DE-MRI Displays Myocardial Injury is Permanent

Radiology News

Delayed-enhancement MRI (DE-MRI) shows promise as a predictor of cardiac transplantation and all-cause mortality in the largest trial to assess the prognostic value of DE-MRI-identified myocardial scarring over a relatively long follow-up.

A review of 857 consecutive patients undergoing DE-MRI at St Luke's Episcopal Hospital by Dr Benjamin Cheong (Texas Heart Institute, Houston, TX) and colleagues found that myocardial fibrosis, which appears enhanced in MRI images about 15 minutes after the patient is given a dose of gadolinium chelate, correlates to worse odds of transplant-free survival. Results of the study were published online November 9, 2009 in Circulation.

Patients in the study were followed for an average of 4.4 years. The primary end point, all-cause mortality or cardiac transplantation, was reached by 29% of patients in the study.

Cheong et al recommend cardiovascular MRI as the "preferred method of measuring LV function. Exquisite contrast, spatial, and temporal resolutions and a lack of geometric assumptions make CV MRI measurement of LV volumes both accurate and reproducible."

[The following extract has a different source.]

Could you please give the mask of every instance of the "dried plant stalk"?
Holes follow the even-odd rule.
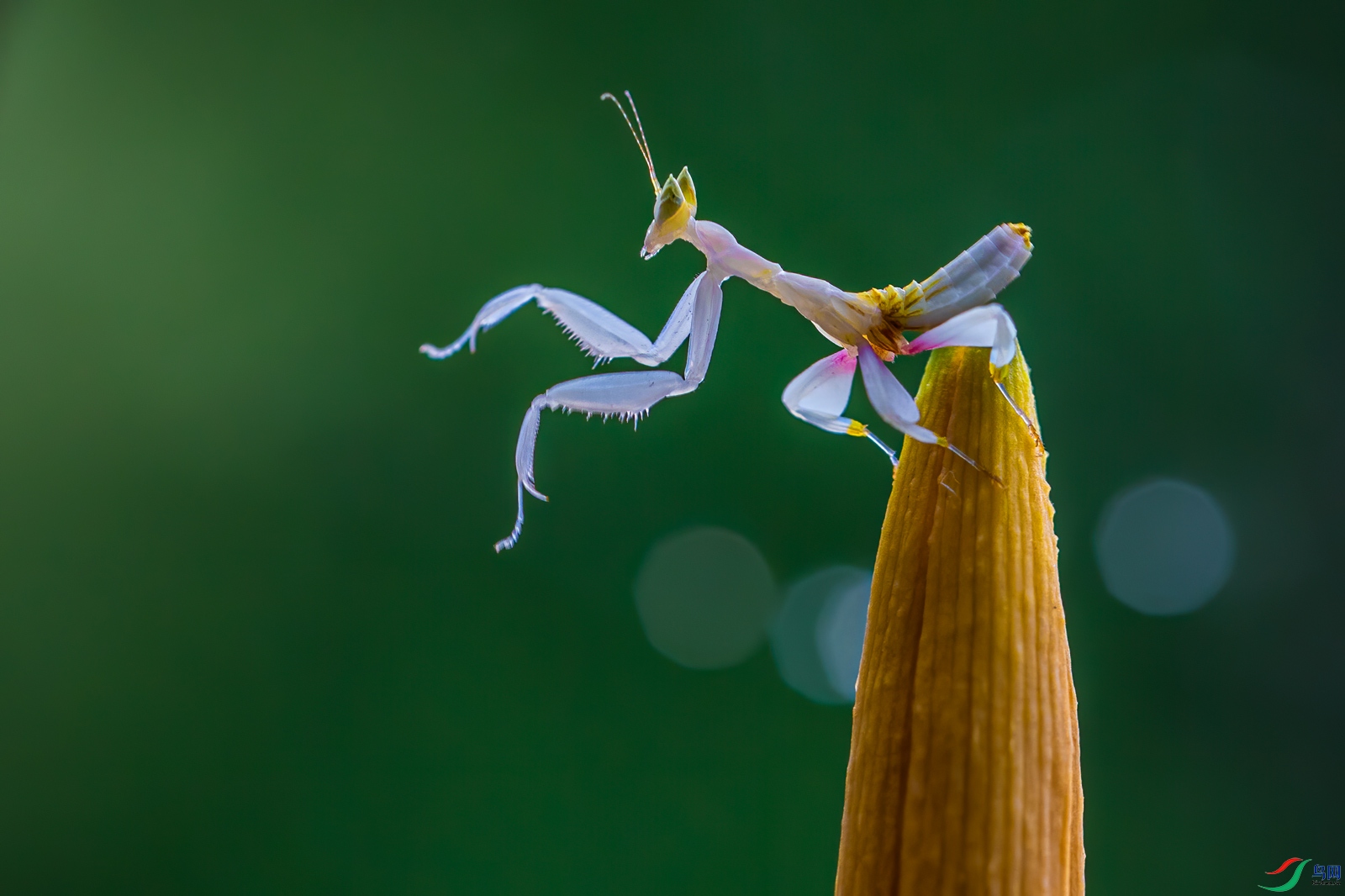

The trial's most important finding, according to the authors, "was that even in the presence of traditional cardiovascular prognosticators, DE-MRI was a strong, independent predictor of death/transplantation. Furthermore, our results emphasize that the combination of LVEF and DE-MRI carries independent prognostic information." The study found that patients with scarring apparent in DE-MRI images and an LVEF greater than 50% had almost an identical transplant-free survival rate to patients with LVEF under 50% but no scarring identified by DE-MRI.